Cyberattack On U.S. Government "Very Damaging," Rep. Lynch Says

BOSTON (WBZ NewsRadio) — Massachusetts Congressman Stephen Lynch was one of the members of Congress involved in a closed-door briefing Friday about a massive cyberattack, believed to be linked to Russia, that has affected several U.S. government agencies.

Rep. Lynch told WBZ NewsRadio the hackers hit several different areas of the government, and thousands of private companies.

"This was a very extensive hack in scope, at least eight or nine U.S. government agencies, some of those very sensitive, nuclear, home land security, financial, economic," Lynch said. "As well as the National Institute of Health... and over 18,000 private entities."

Lynch said Congress is still trying to get its out arms around how wide and deep of a hack it was, but he said they are slowly putting the pieces back together.

"It was initiated ... as far back as seven or eight months ago, and so this compromise has been very damaging," Lynch added.

According to U.S. Secretary of State Mike Pompeo, the cyberattack was "a significant effort" to use a piece of third-party software to essentially embed code inside of U.S. Government systems.

"I think it’s the case that now we can say pretty clearly that it was the Russians that engaged in this activity," Pompeo said Friday.

President Trump made his first remarks about the widespread attack on Saturday morning, seemingly countering Pompeo's comments about Russia, instead suggesting without evidence that China might be responsible.

"Russia, Russia, Russia is the priority chant when anything happens because Lamestream is, for mostly financial reasons, petrified of...discussing the possibility that it may be China (it may!)" Trump tweeted.

Rep.

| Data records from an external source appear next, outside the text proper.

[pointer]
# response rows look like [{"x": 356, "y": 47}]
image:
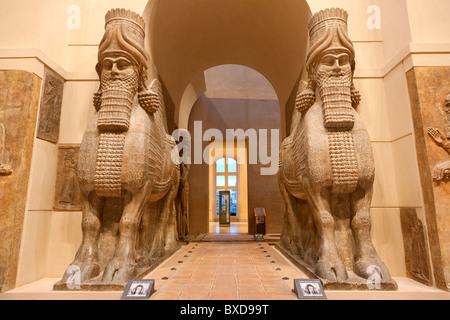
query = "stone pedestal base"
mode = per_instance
[
  {"x": 96, "y": 284},
  {"x": 353, "y": 282}
]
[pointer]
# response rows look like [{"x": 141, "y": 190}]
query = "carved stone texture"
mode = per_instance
[
  {"x": 327, "y": 169},
  {"x": 428, "y": 88},
  {"x": 19, "y": 102},
  {"x": 67, "y": 190},
  {"x": 3, "y": 171},
  {"x": 182, "y": 202},
  {"x": 127, "y": 179},
  {"x": 416, "y": 257},
  {"x": 442, "y": 171},
  {"x": 50, "y": 109}
]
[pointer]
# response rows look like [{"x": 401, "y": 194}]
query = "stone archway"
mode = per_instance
[{"x": 188, "y": 37}]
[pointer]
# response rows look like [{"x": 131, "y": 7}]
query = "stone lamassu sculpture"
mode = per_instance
[
  {"x": 127, "y": 179},
  {"x": 327, "y": 171}
]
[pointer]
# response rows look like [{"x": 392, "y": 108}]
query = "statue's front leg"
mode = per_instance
[
  {"x": 122, "y": 266},
  {"x": 86, "y": 260},
  {"x": 366, "y": 257},
  {"x": 329, "y": 265}
]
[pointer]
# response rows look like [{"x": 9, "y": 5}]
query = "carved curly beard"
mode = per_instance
[
  {"x": 116, "y": 103},
  {"x": 336, "y": 94}
]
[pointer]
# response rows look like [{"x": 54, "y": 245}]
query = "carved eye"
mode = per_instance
[
  {"x": 107, "y": 65},
  {"x": 344, "y": 60},
  {"x": 121, "y": 65},
  {"x": 328, "y": 61}
]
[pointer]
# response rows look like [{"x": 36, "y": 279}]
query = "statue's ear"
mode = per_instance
[
  {"x": 356, "y": 97},
  {"x": 151, "y": 99},
  {"x": 98, "y": 68},
  {"x": 98, "y": 94},
  {"x": 306, "y": 98}
]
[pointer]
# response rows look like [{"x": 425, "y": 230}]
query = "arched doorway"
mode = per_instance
[{"x": 186, "y": 38}]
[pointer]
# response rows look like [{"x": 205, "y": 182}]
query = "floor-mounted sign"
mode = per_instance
[
  {"x": 139, "y": 290},
  {"x": 309, "y": 289}
]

Lynch said he was unhappy with the level of specificity that the briefers gave members of Congress Friday morning.

"They have formed a Unified Coalition Group, which consists of the FBI and Homeland security and others, but other than coming together, they didn't really provide as much information as I am able to get from the New York Times or the Washington Post or the Wall Street Journal," Lynch said. "They've got to step up their game... They should be able to talk about their response in a more open and specific way."